WikiDer > Carbaminsäure
Carbaminsäure | ||||
| Strukturformel und Molekülmodell | ||||
Strukturformel von Carbaminsäure | ||||
| Allgemeines | ||||
| Molekularformel | CH3NEIN2 | |||
| IUPAC-Name | Carbaminsäure | |||
| Molmasse | 61,04 G/Maulwurf | |||
| LÄCHELN | O=C(O)N | |||
| in Chile | 1/CH3NO2/c2-1(3)4/h2H2,(H,3,4) | |||
| CAS-Nummer | 463-77-4 | |||
| PubChem | 277 | |||
| ||||
Carbaminsäure, auch (veraltet) Carbaminsäure als instabile Verbindung bezeichnet, die sezieren im Ammoniak und Kohlendioxid. Man kann es als betrachten Monoamid von Kohlensäure. Salze und Ester der Carbaminsäure sind stabil: sie sind Carbamate erwähnt. Die Ester werden oft als bezeichnet Urethane angegeben und vor allem die Polymere davon (Polyurethane) haben zahlreiche praktische Anwendungen. Ammoniumcarbamat ist ein Beispiel für ein Carbamatsalz. Der einfachste Carbamatester ist Methylcarbamat.

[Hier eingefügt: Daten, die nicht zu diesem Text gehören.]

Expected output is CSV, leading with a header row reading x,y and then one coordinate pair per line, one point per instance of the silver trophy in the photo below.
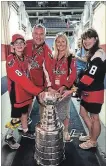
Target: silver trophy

Es Radikale der Säure wird Carbamoyl (manchmal Carbamyl) genannt. Beispiele für Carbamoylverbindungen sind Carbamoylchlorid und Carbamoylphosphat. Letzteres spielt eine Rolle in der Stoffwechselzyklus in welchem Ammoniak wird umgewandelt in Harnstoff.